The agreement is based on last year's compromise deal worked out between the industry and Jürgen Trittin. The opposition party, the Christian Democratic Union, has said it would reverse the decision if it won next year's elections. Should the phase-out go ahead, the way in which the country both makes up for the lost generation and copes with commitments to reduce carbon dioxide emissions will have repercussions for nuclear power's future around the world.
In a similar move, Belgium has also announced that it will phase out nuclear power. A bill, which should become law by the end of 2002, will wind down the sector over the next 40 years. The country relies on nuclear power even more heavily than Germany.
Public relations in Japan
Nuclear power companies and governments are beginning to realise that public support is essential for the industry. One country that is beginning to show that it takes public concerns seriously is Japan, a country that firmly believes nuclear power is essential. The Japanese nuclear industry is still healing the wounds caused by the Tokai-Mura criticality accident in 1999 and the news that BNFL falsified MOX fuel data on a shipment sent to Takahama.
Public confidence in the industry is growing once again, and the industry is demonstrating that it takes public opinion seriously. Tokyo Electric Power's (Tepco's) plans to load MOX fuel into its reactors have been set back as a result. A shipment of MOX fuel (from Belgonucleaire) was delivered to Kashiwazaki-Kariwa but the tiny farming village of Kariwa narrowly voted against loading the fuel in a referendum that was not legally binding. Tepco decided to take the views of the 1925 villagers (53.4%) into account, and agreed to postpone loading for another year. Tepco president Nobuya Minami said he is not abandoning the MOX project, and his company and the government will make further efforts to gain public acceptance for using MOX fuel.
In 1996, a majority voted against the construction of a nuclear plant involving Tepco, in a plebiscite held in the town of Maki in the Niigata Prefecture.
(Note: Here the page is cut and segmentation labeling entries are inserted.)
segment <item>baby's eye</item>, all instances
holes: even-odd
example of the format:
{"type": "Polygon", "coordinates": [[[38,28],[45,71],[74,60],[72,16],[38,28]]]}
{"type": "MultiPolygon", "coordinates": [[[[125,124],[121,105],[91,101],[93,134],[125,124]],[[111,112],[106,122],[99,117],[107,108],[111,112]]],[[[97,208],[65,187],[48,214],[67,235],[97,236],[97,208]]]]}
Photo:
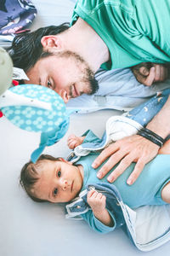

Last year Chubu Electric Power was forced to abandon a plan to build a nuclear plant in the Mie Prefecture, as a result of strong opposition from the towns of Nanto and Kisei. In yet another setback for the industry, the small town of Miyama, also in the Mie Prefecture, has voted against asking a power company to build a local nuclear plant (see page 3). Although no actual plans were at stake in the referendum, the negative vote was, according to the Japanese Atomic Industrial Forum, a "severe blow".
One high profile dispute that has been resolved this year - at least for the time being - was over construction of the two Lungmen units. Last year Premier Chang Chun-Hsiung of the Democratic Progressive Party (DPP) halted construction without consulting parliament. A vote in the country's legislative Yuan at the end of January was won decisively by the opposition Kuomintang, by 134 votes to 70. Three members of the opposition voted with the minority government. Following the vote, the DPP agreed that construction could be resumed, heading off a political crisis. However, it is likely that the DPP agreed to the deal in the hope that, following the next elections, the party will increase its representation in the Yuan.